い積りだ。神の力を頼むものは頼むがよい。人間の力をたのむ者は頼むがよい。どちらにしても、その狼を退治して、諸人の難儀を救うことが出来れば好いのだ。併《しか》しおれは武士の果で、今も狩人を商売にしているのだから、弓や鉄砲で働くのほかはあるまいよ。なにしろ、どんな相談があるか、これから直ぐに行ってみよう。(お妙に。)これ、履物を出してくれ。
お妙 はい。
(お妙は奥に入る。おいよは押入れをあけて袖無し羽織を取出し、弥三郎に着せる。お妙は藁草履を持ち来りて踏み段に直せば、弥三郎は草履を穿いて出る。風の音。)
弥三郎 山ふところは暮れるが早い。もう薄暗くなって来た。おれには構わずに、みんな夕飯を食ってしまえ。
(弥三郎は下のかたへ去る。おいよは門口まで送って出て、あとを見送る。風の音。舞台は次第に薄暗くなる。おいよはやがて引返して内に入る。)
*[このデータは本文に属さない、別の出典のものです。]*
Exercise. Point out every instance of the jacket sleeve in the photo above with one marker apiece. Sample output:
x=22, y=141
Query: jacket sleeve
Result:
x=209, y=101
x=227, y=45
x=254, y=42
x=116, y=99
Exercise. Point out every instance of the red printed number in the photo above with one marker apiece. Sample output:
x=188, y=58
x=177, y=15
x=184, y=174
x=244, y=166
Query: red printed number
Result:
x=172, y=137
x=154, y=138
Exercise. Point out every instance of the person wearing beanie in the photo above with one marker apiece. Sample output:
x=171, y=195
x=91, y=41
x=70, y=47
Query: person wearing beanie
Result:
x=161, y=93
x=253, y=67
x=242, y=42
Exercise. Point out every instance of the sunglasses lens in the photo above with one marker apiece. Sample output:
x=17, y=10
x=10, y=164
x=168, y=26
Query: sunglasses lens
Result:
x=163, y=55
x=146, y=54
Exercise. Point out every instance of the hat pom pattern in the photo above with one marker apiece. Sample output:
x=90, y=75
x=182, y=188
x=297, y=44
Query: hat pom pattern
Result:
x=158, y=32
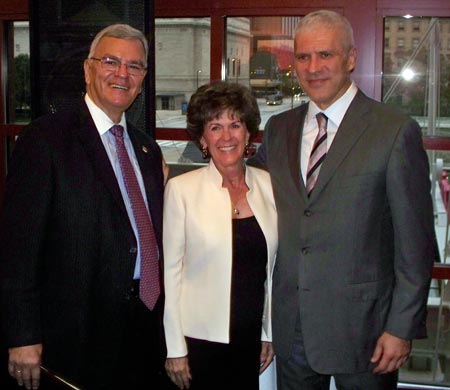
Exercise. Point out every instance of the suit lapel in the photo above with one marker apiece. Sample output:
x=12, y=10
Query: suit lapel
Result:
x=90, y=139
x=352, y=127
x=151, y=171
x=294, y=130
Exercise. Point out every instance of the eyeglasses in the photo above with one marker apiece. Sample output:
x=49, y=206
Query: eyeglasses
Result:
x=112, y=64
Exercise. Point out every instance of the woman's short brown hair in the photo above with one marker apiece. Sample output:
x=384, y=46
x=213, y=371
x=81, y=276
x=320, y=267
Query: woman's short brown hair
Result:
x=211, y=100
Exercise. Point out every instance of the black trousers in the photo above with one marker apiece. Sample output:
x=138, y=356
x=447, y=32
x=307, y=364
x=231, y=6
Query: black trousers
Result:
x=142, y=351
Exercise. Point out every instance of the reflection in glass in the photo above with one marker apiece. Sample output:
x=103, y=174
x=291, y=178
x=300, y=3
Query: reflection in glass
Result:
x=182, y=55
x=19, y=95
x=259, y=55
x=416, y=78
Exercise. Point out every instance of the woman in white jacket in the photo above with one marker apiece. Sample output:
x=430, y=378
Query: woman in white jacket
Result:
x=220, y=242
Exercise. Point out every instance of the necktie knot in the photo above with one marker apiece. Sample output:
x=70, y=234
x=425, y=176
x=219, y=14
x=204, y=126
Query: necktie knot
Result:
x=117, y=130
x=318, y=153
x=322, y=121
x=149, y=289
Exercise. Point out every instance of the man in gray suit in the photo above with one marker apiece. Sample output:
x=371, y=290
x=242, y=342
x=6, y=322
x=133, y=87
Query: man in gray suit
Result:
x=355, y=253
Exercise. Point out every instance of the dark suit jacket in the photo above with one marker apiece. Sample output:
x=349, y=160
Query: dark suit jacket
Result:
x=67, y=247
x=356, y=257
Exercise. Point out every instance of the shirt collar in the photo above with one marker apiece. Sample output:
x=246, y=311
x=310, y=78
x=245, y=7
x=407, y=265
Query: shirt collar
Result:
x=102, y=121
x=336, y=111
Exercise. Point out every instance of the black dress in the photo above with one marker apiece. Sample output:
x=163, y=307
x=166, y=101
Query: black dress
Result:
x=235, y=365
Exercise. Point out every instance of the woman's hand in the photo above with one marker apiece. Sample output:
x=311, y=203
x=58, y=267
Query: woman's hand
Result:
x=266, y=356
x=178, y=371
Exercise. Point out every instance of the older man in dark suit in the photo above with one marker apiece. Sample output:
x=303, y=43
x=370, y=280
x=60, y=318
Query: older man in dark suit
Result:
x=80, y=228
x=356, y=233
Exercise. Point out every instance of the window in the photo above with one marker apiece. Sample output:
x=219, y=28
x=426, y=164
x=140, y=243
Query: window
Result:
x=19, y=74
x=415, y=79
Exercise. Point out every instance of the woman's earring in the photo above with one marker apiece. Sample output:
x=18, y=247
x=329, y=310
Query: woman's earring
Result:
x=247, y=149
x=205, y=152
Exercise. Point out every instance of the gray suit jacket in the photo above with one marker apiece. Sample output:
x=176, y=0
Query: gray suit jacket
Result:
x=355, y=258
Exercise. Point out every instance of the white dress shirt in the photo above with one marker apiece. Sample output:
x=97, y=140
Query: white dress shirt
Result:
x=335, y=114
x=103, y=124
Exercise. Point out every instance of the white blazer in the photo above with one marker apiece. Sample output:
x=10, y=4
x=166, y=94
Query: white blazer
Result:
x=197, y=239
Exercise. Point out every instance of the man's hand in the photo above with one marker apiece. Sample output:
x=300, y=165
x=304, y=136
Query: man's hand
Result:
x=178, y=371
x=25, y=365
x=390, y=353
x=266, y=356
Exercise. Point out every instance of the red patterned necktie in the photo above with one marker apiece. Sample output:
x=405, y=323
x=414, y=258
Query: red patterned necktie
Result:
x=149, y=288
x=318, y=153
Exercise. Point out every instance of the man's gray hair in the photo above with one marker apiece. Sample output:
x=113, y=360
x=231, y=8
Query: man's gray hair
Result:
x=330, y=19
x=122, y=31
おいよ ほんにもう薄暗くなった。あかりをつけて、早く裏口の戸締りをしましょう。
お妙 まったく此頃は戸締りが大切です。
(おいよにお妙も付添いて奥に入る。風の音。下のかたより以前の昭全が源五郎を案内して出づ。源五郎は二十二三歳の猟師にて、火縄銃を持つ。昭全は家内を指して何か囁けば、源五郎は半信半疑の体《てい》にて考えている。)
源五郎 (小声で。)おまえは確に見たか。
(昭全うなずく。)
源五郎 (また疑うように。)併しこれはよく考えてみなければならない。して、和尚様は何と云われた。
昭全 (小声で。)和尚様は嘘だと云うのだ。
源五郎 むむ。誰でも嘘だと云うだろう。おれにしても本当とは思われないからな。
(源五郎は内をのぞきながら又考えている時、奥よりお妙は行燈《あんどん》をとぼして出づ。)
お妙 誰かそこにいるような。(表をすかし見る。)
源五郎 おお、お妙さん……。(小声で。)おれだ、おれだ。ちょいと来てくれ。
(お妙は源五郎を見つけて、奥をみかえりながら縁を降りる。)
お妙 なにか用ですかえ。
源五郎 むむ。ここでは話が出来ない。まあ、そこまで来てくれ。
(源五郎と昭全は先に立ちてゆく。お妙は再び奥をみかえりながら、そっと出て行く。風の音。奥よりおいよ出づ。)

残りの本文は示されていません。